Member of the Minnesota House of Representatives
- In office January 7, 1957 – January 4, 1981
- Governor: Wendell R. Anderson Rudy Perpich Al Quie

Personal details
- Born: Stanislaw J. Fudro May 6, 1918 Minneapolis, Minnesota, U.S.
- Died: December 30, 2008 (aged 90) Anoka, Minnesota, U.S.
- Resting place: Gethsemane Cemetery, New Hope, Minnesota, U.S.
- Other political affiliations: Democrat (DFL)
- Alma mater: University of Minnesota University of St. Thomas
- Awards: Purple Heart

Military service
- Allegiance: United States
- Branch/service: United States Coast Guard
- Battles/wars: World War II

= Stanley Fudro =

American politician

Stanislaw "Stanley" J. Fudro (May 6, 1918 - December 30, 2008) was an American businessman, toy maker, and politician.

Fudro was born in Minneapolis, Minnesota and graduated from Edison High School in 1939. He served in the United States Coast Guard during World War II. Fudro went to the University of St. Thomas and University of Minnesota.

Fudro was the owner of the Marla Toy Company and was a toy inventor.
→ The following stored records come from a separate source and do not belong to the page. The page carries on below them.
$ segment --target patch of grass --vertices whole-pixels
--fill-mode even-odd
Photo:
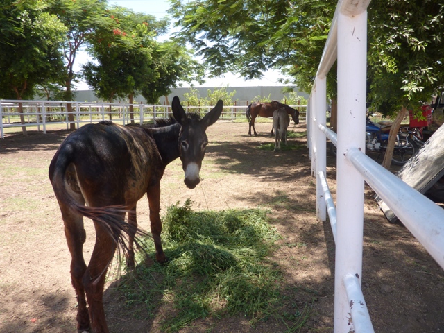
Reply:
[[[287,133],[287,137],[307,137],[307,131],[304,132],[295,132],[293,130],[289,130]]]
[[[287,141],[287,144],[284,144],[281,142],[280,151],[298,151],[299,149],[302,149],[304,146],[305,146],[302,144],[294,144]],[[273,141],[273,142],[269,142],[268,144],[262,144],[257,148],[263,151],[273,151],[275,148],[275,142]]]
[[[304,325],[302,314],[308,310],[301,309],[296,316],[280,311],[282,274],[267,260],[280,235],[268,223],[268,211],[194,212],[191,205],[187,200],[182,207],[170,206],[164,217],[168,263],[139,264],[123,277],[119,289],[128,305],[143,305],[151,316],[162,302],[169,309],[162,323],[165,332],[177,332],[200,318],[239,314],[252,325],[273,317],[288,332],[297,332],[292,327]],[[154,246],[147,244],[153,257]]]

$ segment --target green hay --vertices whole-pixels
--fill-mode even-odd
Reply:
[[[268,224],[268,212],[194,212],[189,200],[182,207],[169,207],[162,221],[162,243],[169,261],[139,264],[135,272],[123,276],[119,289],[127,303],[143,305],[146,317],[153,316],[162,304],[169,309],[162,323],[164,332],[177,332],[198,318],[239,314],[252,325],[271,316],[289,328],[297,323],[302,327],[305,316],[295,321],[279,313],[282,275],[266,257],[280,236]],[[153,258],[154,246],[146,243],[151,245],[146,250]],[[143,316],[142,312],[135,315]]]

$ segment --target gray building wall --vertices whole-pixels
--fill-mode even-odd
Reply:
[[[227,92],[231,93],[234,91],[236,92],[233,99],[237,100],[237,105],[246,105],[248,103],[251,103],[253,99],[257,96],[260,96],[262,97],[268,98],[270,96],[270,99],[272,100],[278,100],[280,101],[281,99],[284,98],[284,95],[282,93],[282,89],[284,86],[278,86],[278,87],[227,87],[225,89]],[[199,87],[199,88],[193,88],[197,89],[198,92],[198,94],[200,97],[204,98],[207,96],[208,90],[213,91],[215,88],[211,87]],[[221,88],[216,88],[221,89]],[[191,92],[191,88],[176,88],[173,89],[173,92],[168,95],[168,99],[171,103],[173,97],[175,96],[179,96],[180,100],[183,100],[184,94],[189,93]],[[100,99],[99,99],[94,93],[92,90],[77,90],[76,92],[76,101],[79,102],[94,102],[94,101],[103,101]],[[298,92],[298,95],[302,96],[308,99],[308,94],[304,92]],[[162,96],[160,99],[160,103],[164,104],[165,103],[165,97]],[[125,101],[121,101],[121,102],[124,102]],[[114,101],[115,103],[119,102],[119,101]],[[146,103],[145,99],[142,96],[137,96],[134,99],[135,103]]]

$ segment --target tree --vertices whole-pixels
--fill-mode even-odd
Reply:
[[[370,108],[395,117],[382,164],[391,163],[395,135],[409,110],[420,113],[444,82],[442,1],[370,3],[368,77]]]
[[[178,82],[201,79],[203,67],[185,47],[154,40],[165,24],[151,15],[117,8],[110,12],[92,41],[96,63],[84,67],[87,82],[99,96],[110,101],[116,96],[128,96],[132,121],[135,94],[156,103]]]
[[[74,71],[77,52],[87,42],[106,8],[105,0],[51,0],[50,12],[56,15],[67,31],[62,46],[65,68],[62,71],[65,101],[74,101],[73,83],[78,75]],[[72,105],[67,104],[71,130],[76,129]]]
[[[66,29],[46,9],[44,1],[31,0],[19,3],[10,0],[0,8],[1,17],[12,18],[8,20],[8,42],[2,45],[0,52],[0,97],[32,99],[38,85],[59,80],[63,68],[60,49]],[[17,33],[10,33],[11,30]],[[19,112],[24,123],[21,103]],[[27,134],[26,126],[22,131]]]
[[[246,78],[259,77],[275,67],[308,92],[336,5],[308,0],[204,0],[186,4],[175,0],[171,12],[182,27],[176,37],[190,42],[215,67],[211,69],[214,75],[230,69]],[[370,4],[369,101],[384,114],[401,110],[395,124],[409,108],[427,101],[442,86],[443,6],[438,0],[377,0]],[[332,116],[334,71],[333,68],[327,78]],[[394,133],[397,127],[393,126]],[[394,138],[391,135],[387,161],[391,160]]]

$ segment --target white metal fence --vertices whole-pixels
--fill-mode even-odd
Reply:
[[[22,114],[19,112],[19,103],[22,105]],[[68,105],[71,111],[69,111]],[[91,123],[103,120],[112,120],[118,123],[129,123],[131,114],[130,104],[66,102],[54,101],[0,101],[0,134],[4,138],[7,128],[25,126],[35,127],[37,130],[46,133],[50,125],[64,124],[67,129],[70,123],[75,123],[78,128],[83,123]],[[133,116],[136,123],[153,121],[156,118],[164,118],[171,114],[169,105],[133,104]],[[293,105],[300,110],[300,120],[305,120],[307,105]],[[185,106],[185,111],[207,113],[212,106]],[[220,119],[244,119],[246,106],[224,106]],[[69,116],[71,121],[69,120]],[[21,118],[22,116],[22,118]],[[22,120],[23,120],[23,123]]]
[[[444,211],[364,153],[369,3],[339,1],[308,103],[316,214],[325,221],[328,213],[336,244],[335,332],[374,332],[361,289],[364,180],[444,268]],[[325,76],[336,59],[337,135],[325,126]],[[336,207],[326,181],[326,137],[337,147]]]

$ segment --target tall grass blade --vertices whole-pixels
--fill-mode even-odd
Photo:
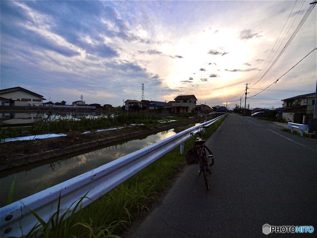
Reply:
[[[13,190],[14,188],[14,183],[16,182],[16,177],[14,178],[14,180],[12,182],[11,187],[9,191],[9,195],[8,196],[8,200],[7,200],[7,205],[9,205],[12,203],[12,199],[13,197]]]

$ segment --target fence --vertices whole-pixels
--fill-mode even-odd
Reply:
[[[224,115],[207,122],[210,125]],[[0,208],[0,237],[25,235],[37,220],[28,208],[47,222],[57,210],[60,196],[61,216],[84,196],[84,207],[136,174],[190,137],[193,126],[158,142],[121,157],[83,174]]]

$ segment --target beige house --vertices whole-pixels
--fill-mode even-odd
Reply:
[[[313,117],[315,94],[313,93],[283,99],[281,100],[282,107],[275,110],[282,111],[283,117],[287,121],[293,120],[295,123],[301,124],[303,122],[307,123]]]
[[[8,99],[13,106],[42,106],[43,96],[21,87],[0,90],[0,96]]]
[[[128,99],[124,102],[125,104],[126,110],[129,111],[129,108],[130,106],[131,106],[135,105],[139,106],[140,108],[142,108],[142,105],[143,103],[142,102],[140,102],[138,100],[133,100],[130,99]]]
[[[174,99],[172,104],[174,113],[191,113],[196,107],[197,99],[195,95],[181,95]]]

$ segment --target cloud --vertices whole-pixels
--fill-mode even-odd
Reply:
[[[149,49],[147,51],[143,51],[139,50],[138,51],[140,54],[148,54],[148,55],[160,55],[162,53],[155,49]]]
[[[261,37],[257,33],[251,33],[252,31],[250,29],[248,30],[243,30],[240,32],[240,39],[241,40],[249,40],[255,37],[256,38]]]
[[[230,72],[249,72],[249,71],[257,70],[257,68],[248,68],[246,69],[233,69],[232,70],[230,70],[229,69],[225,69],[224,70]]]
[[[223,56],[224,55],[227,55],[227,54],[229,54],[229,52],[220,52],[217,50],[210,50],[208,51],[207,54],[209,54],[210,55],[221,55],[221,56]]]
[[[175,55],[175,56],[171,56],[171,57],[172,58],[178,58],[178,59],[181,59],[183,58],[184,57],[180,55]]]

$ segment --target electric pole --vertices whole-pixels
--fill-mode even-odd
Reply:
[[[245,114],[245,110],[246,108],[245,107],[247,106],[247,94],[248,94],[248,85],[250,84],[248,83],[248,82],[247,82],[246,86],[245,87],[245,101],[244,102],[244,114]],[[244,85],[246,85],[245,83]]]
[[[144,100],[145,99],[144,98],[144,83],[142,83],[142,87],[141,87],[141,88],[142,89],[142,94],[141,96],[141,100]]]

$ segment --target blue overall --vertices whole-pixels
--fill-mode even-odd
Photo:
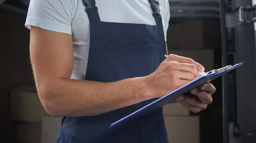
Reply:
[[[157,23],[150,25],[102,22],[95,0],[81,0],[90,22],[86,80],[112,82],[145,76],[157,69],[166,53],[157,1],[148,0]],[[108,129],[111,123],[155,100],[95,116],[64,117],[57,143],[167,143],[162,108]]]

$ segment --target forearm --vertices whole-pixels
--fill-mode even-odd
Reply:
[[[96,115],[149,99],[142,78],[111,83],[62,78],[43,86],[41,90],[46,92],[41,96],[45,108],[53,115]]]

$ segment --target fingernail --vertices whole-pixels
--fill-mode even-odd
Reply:
[[[193,89],[192,89],[192,90],[191,90],[191,93],[193,94],[196,94],[196,93],[197,92],[197,89],[196,88],[194,88]]]
[[[183,99],[184,99],[184,96],[183,95],[180,95],[178,98],[178,100],[179,100],[179,101],[182,100]]]

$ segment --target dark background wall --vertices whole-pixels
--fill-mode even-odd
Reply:
[[[34,82],[29,60],[29,31],[26,16],[0,9],[0,142],[15,137],[15,123],[10,118],[9,91]]]

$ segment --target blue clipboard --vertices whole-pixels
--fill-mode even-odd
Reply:
[[[196,88],[206,83],[210,82],[219,78],[224,74],[230,72],[244,64],[241,62],[234,65],[229,65],[218,70],[213,70],[209,72],[207,75],[200,76],[192,81],[187,84],[177,89],[167,95],[159,98],[136,112],[124,117],[111,125],[109,129],[124,123],[134,118],[138,118],[151,112],[162,107],[165,104],[173,102],[179,96],[190,92],[193,88]]]

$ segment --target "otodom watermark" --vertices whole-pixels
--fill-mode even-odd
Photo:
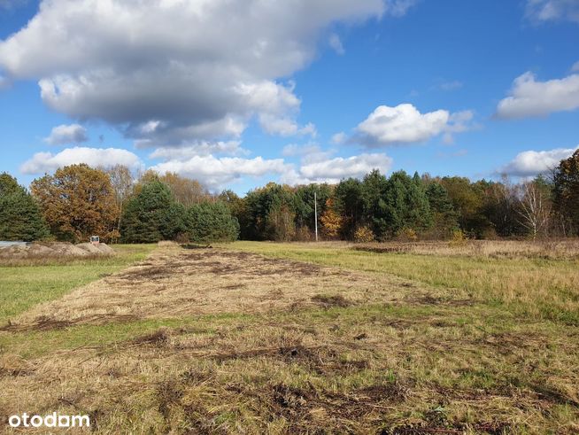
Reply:
[[[8,417],[8,424],[11,427],[90,427],[90,417],[89,416],[66,416],[57,414],[47,414],[46,416],[29,416],[26,412],[21,416],[11,416]]]

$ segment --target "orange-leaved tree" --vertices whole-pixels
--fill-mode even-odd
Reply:
[[[321,222],[321,233],[324,237],[331,240],[339,237],[344,219],[336,210],[332,198],[328,198],[326,201],[326,211],[320,218],[320,221]]]
[[[59,240],[88,241],[90,236],[108,240],[118,214],[109,175],[88,165],[71,165],[32,182],[46,222]]]

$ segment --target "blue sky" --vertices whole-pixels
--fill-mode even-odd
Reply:
[[[23,184],[532,176],[579,145],[579,2],[0,0],[0,120]]]

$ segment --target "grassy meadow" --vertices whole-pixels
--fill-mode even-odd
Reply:
[[[86,413],[107,434],[579,432],[575,244],[115,249],[1,268],[0,416]]]

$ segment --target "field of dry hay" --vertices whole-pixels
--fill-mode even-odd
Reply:
[[[0,344],[0,416],[97,433],[579,432],[575,326],[391,274],[163,246]]]

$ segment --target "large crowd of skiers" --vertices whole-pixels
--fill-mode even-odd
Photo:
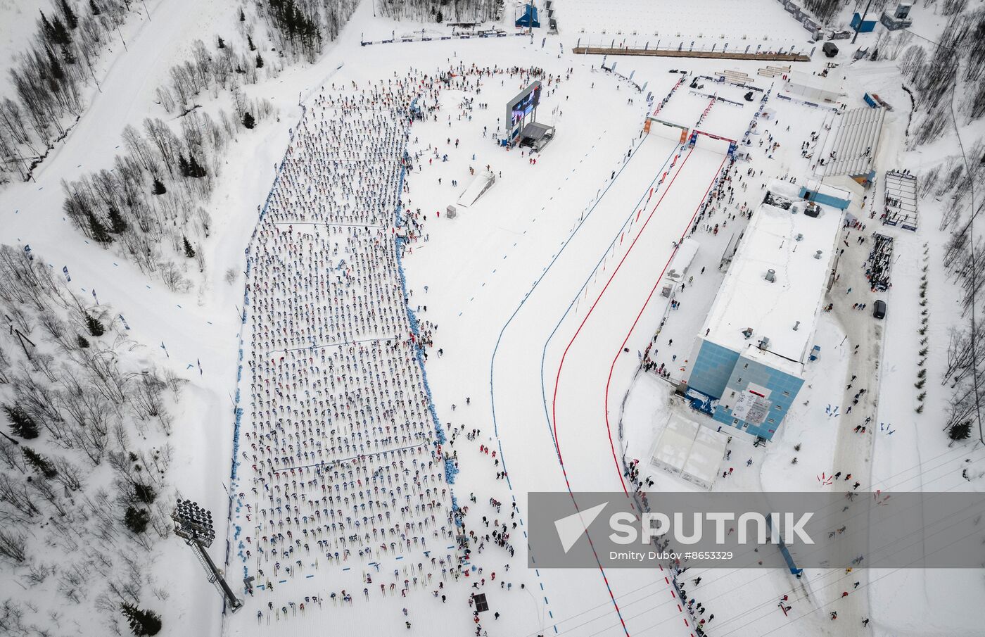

He was also a home builder and was involved with the carpenters labor union. Fudro served in the Minnesota House of Representatives from 1957 to 1980 and was a Democrat.

==Personal life==
Fudro married Ramona Mikolajczyk on October 31, 1959. The couple had five children: Beth, Angelle, Lisa, Marla, and Gretchen.

Fudro died in Anoka, Minnesota on December 30, 2008 aged 90.